Remember, in order to be successful with the Q&A technique, you’ll need to be upvoted by users, so they’ll have to really get value from your answer.
As with all of your digital marketing efforts, you should absolutely be tracking your efforts to make sure you’re actually getting results.
Google Analytics is a great way to check on this. Go to Acquisition → Overview → All Traffic → Referrals.
Look for the names of your Q&A sites to see how many people actually clicked the links in your answers. You’ll also be able to see other helpful stats like how long those users stayed on your site and whether they visited other pages on your site.

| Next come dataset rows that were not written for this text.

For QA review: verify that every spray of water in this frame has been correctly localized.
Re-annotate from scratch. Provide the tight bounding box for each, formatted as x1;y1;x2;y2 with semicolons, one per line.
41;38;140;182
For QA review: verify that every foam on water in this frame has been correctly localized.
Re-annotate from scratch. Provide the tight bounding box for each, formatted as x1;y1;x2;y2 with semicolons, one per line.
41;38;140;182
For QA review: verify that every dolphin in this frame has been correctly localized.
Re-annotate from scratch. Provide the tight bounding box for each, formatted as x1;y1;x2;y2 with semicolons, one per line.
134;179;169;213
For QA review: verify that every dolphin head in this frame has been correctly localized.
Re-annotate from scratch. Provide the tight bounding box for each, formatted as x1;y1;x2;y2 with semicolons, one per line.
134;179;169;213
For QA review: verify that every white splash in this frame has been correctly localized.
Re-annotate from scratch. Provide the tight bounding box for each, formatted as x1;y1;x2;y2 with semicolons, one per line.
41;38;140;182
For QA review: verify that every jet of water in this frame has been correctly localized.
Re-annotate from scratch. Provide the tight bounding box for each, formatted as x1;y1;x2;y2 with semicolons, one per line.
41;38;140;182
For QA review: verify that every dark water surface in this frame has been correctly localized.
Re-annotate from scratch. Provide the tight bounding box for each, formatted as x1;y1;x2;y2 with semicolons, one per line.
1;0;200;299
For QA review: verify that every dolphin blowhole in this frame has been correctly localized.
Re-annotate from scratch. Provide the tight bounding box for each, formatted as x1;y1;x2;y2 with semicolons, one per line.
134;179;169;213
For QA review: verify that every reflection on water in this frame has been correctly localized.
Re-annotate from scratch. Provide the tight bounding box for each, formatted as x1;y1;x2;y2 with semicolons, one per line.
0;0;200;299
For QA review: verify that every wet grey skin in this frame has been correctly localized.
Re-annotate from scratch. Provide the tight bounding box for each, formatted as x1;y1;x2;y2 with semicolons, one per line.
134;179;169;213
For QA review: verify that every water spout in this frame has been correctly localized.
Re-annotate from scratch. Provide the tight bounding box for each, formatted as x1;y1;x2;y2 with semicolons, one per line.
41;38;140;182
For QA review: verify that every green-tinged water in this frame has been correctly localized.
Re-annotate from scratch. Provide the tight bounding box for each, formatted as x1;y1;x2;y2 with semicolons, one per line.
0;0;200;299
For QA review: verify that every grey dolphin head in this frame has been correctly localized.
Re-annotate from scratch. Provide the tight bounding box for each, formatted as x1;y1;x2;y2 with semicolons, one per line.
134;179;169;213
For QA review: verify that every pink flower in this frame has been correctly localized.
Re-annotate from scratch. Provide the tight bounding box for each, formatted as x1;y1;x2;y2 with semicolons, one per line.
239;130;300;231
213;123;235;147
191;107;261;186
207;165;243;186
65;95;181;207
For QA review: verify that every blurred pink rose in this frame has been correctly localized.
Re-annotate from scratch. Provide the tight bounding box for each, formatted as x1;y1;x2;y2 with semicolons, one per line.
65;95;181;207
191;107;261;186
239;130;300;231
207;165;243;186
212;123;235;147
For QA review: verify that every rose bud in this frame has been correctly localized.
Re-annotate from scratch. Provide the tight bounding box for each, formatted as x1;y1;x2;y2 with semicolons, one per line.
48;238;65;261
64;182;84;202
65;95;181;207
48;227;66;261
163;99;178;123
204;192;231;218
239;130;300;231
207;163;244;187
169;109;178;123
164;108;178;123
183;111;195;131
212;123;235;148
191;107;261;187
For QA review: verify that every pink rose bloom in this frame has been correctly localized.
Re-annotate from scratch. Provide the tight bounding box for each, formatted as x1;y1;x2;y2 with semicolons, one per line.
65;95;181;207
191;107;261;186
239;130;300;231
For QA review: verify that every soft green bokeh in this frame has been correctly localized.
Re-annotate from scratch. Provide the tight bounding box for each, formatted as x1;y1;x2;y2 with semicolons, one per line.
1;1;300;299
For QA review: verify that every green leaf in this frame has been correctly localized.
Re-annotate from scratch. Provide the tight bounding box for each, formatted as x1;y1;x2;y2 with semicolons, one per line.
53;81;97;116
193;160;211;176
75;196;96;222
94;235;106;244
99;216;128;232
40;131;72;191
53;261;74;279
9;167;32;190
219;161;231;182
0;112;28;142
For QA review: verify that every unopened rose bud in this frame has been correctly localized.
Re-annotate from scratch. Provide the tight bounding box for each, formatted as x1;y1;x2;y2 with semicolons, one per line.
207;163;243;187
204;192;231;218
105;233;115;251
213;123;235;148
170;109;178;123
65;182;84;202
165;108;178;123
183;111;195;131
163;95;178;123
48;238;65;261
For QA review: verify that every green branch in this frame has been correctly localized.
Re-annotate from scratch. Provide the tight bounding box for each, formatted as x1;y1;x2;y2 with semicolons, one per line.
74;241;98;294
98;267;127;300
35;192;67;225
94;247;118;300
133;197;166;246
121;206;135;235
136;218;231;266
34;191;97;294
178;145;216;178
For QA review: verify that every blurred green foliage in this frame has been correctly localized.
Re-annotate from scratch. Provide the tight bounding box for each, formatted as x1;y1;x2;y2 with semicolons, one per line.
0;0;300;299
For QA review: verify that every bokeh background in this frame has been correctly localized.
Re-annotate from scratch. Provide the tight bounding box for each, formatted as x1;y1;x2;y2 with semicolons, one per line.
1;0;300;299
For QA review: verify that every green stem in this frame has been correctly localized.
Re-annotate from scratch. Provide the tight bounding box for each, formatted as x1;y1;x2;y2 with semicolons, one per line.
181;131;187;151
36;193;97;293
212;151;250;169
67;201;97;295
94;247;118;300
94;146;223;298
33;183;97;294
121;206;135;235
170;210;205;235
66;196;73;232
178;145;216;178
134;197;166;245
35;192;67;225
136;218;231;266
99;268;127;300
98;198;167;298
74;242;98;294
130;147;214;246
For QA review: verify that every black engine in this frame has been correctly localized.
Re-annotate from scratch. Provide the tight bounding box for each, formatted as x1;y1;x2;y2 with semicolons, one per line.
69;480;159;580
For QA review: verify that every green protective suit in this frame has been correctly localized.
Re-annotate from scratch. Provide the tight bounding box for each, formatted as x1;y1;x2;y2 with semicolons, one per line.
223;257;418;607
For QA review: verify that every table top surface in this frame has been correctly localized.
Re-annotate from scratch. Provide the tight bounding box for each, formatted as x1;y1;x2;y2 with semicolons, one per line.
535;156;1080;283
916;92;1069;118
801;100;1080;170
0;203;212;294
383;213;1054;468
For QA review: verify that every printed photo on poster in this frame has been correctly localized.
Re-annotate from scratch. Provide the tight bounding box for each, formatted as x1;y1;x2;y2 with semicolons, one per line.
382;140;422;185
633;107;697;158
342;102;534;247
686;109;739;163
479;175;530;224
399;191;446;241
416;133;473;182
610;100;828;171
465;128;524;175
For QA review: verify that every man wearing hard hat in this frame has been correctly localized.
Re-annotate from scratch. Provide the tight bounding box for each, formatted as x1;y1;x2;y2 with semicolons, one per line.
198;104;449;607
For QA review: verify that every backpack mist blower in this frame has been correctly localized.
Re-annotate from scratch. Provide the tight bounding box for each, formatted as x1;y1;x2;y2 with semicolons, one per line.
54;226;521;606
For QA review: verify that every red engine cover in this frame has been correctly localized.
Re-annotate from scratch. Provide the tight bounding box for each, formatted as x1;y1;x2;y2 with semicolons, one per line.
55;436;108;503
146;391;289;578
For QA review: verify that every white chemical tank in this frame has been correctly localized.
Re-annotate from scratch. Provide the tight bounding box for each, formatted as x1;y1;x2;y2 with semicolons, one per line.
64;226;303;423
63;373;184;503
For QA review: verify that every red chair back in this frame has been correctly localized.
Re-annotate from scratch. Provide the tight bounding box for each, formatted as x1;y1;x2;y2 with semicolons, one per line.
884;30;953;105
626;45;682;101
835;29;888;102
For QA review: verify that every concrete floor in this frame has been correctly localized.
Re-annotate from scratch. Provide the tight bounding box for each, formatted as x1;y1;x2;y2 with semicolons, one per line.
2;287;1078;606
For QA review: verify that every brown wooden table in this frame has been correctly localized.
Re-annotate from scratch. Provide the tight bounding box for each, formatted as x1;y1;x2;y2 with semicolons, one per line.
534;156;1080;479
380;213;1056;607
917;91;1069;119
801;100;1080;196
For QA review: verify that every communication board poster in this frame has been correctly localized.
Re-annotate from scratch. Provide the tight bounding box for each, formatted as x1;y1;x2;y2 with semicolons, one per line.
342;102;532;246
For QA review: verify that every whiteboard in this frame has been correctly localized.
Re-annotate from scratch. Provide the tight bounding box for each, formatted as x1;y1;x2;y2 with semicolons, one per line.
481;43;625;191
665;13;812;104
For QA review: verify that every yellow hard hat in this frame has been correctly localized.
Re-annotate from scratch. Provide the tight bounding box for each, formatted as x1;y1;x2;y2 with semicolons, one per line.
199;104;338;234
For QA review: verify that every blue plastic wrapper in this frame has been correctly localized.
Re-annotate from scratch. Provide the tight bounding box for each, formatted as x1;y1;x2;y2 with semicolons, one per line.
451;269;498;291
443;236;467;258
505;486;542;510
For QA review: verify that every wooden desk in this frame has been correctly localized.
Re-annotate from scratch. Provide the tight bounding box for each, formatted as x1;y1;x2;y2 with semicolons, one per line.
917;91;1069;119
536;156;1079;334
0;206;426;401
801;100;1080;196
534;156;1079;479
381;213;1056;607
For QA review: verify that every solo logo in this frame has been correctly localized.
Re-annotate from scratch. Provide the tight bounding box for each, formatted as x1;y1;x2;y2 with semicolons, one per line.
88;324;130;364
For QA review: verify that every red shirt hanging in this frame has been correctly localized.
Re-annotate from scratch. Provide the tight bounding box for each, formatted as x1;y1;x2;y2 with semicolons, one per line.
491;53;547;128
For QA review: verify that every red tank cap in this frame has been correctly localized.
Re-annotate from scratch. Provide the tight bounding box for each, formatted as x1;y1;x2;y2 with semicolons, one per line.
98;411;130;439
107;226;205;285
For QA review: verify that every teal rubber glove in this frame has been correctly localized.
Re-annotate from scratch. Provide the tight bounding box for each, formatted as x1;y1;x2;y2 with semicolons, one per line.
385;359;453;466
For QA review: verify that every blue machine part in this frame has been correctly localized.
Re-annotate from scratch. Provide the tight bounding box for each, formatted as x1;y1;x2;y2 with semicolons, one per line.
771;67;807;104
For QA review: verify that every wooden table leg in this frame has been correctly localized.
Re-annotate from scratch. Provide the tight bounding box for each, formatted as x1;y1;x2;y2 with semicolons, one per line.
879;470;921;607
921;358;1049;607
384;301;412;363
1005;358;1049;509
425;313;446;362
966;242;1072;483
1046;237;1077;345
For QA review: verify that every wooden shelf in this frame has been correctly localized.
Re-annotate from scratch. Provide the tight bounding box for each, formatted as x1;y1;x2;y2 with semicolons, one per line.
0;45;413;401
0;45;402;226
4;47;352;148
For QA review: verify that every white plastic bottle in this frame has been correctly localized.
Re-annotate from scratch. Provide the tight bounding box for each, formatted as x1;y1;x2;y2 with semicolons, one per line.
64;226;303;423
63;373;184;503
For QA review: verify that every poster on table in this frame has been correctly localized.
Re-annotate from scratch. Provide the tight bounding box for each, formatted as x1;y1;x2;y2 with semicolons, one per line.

If your first 5-10 answers don’t pick up the momentum you were hoping for, don’t get discouraged. This is normal. Keep at it until you hit 20-30 questions, and that’s when you’ll really know if your efforts have been worth it and whether you should continue with this strategy.
Here are some other Q&A sites you can check out to see if it’s a good fit for your industry, goals and strategy:
The knowledge you possess as an expert in your field is the same knowledge you need to stand out on Q&A websites.
So create a profile and look for those on which you’ll build your credibility.
You shouldn’t only rely on search engines to generate traffic to your site.
After reading this post, you should now be familiar with the different tactics that you can use in order to get people to visit your site.
Such tactics include online advertising, social media traffic, guest posting, and commenting.
Whether you use one of these tactics in isolation, or you use all of them together – any of them can transform the way your website currently attracts visitors.
Try one the methods out and see if you can finally break away from having to rely on traffic coming from search engines alone.
What have you experienced when it comes to generating traffic without having to rely on search engines?